一、研究結論
本章通過構建包含地區最短旅行時間、鐵路密度、列車經停頻次權重及地區經濟發展水平因素的高鐵可達性指數計算模型,計算各地區高鐵可達性指數及其變化率,在此基礎上分別從勞動力市場容量、勞動力市場結構與勞動力市場工資水平三個方麵衡量高速鐵路發展與勞動力市場平衡性的關係。
2008—2016年,30個省(市、自治區)分三類地區勞動力市場各項指標關於高鐵可達性的彈性均值對應關係匯總如表6-13所示。
表6-13 三類地區勞動力市場各項指標的高鐵彈性均值匯總
表6-13數據顯示,地區高鐵可達性指數的提升帶動相應勞動力市場指標的變動,三類地區相應勞動力市場指標對高鐵可達性變化的敏感程度不同,高鐵發展對於不同地區勞動力市場平衡性產生不同的影響。本章主要結論如下。

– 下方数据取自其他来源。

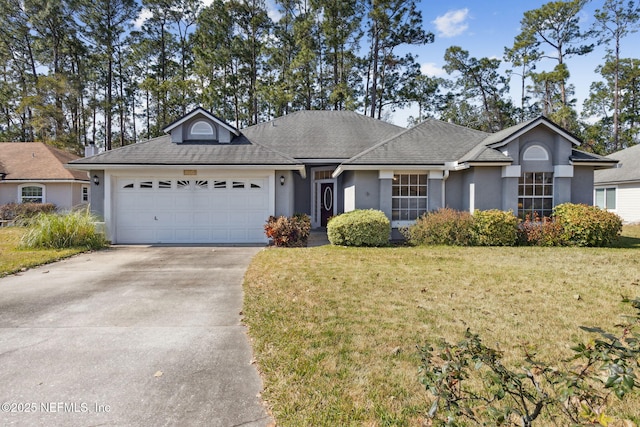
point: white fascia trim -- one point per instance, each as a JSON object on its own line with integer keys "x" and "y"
{"x": 319, "y": 161}
{"x": 610, "y": 183}
{"x": 45, "y": 181}
{"x": 603, "y": 165}
{"x": 90, "y": 167}
{"x": 511, "y": 171}
{"x": 476, "y": 164}
{"x": 396, "y": 168}
{"x": 563, "y": 171}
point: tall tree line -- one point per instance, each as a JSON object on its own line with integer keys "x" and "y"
{"x": 78, "y": 72}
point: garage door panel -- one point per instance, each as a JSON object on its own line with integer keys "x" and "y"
{"x": 171, "y": 210}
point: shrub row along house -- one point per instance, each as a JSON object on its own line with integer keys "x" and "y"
{"x": 208, "y": 182}
{"x": 618, "y": 189}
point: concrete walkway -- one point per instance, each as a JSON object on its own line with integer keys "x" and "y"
{"x": 130, "y": 336}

第一,在地區高鐵可達性方麵,2008—2016年,30個省(市、自治區)可達性指數均增大,地區區位條件隨著該節點高鐵的開通運營均得到改善。我國高鐵可達性指數變化率分布呈現正的全局空間自相關關係,呈現高—高或低—低聚集狀態,表明一個地區高鐵可達性的改善程度受到其相鄰地區高鐵發展水平的影響。
第二,在勞動力市場容量平衡性方麵,2008—2016年,30個省(市、自治區)除貴州、重慶外,地區經濟活動人口數量均出現絕對增長,但新增勞動力人口數量分布不均衡,地區間差距較大,除山西、福建、湖南外,其他地區失業率均降低。勞動力市場容量指標關於高鐵可達性的彈性方麵,第三類地區對於高鐵可達性變化的敏感程度最高,高鐵可達性改善程度較低的地區可以利用高速鐵路發展較大幅度提升地區新增勞動力人口數量,降低地區失業率,促進勞動力市場容量平衡。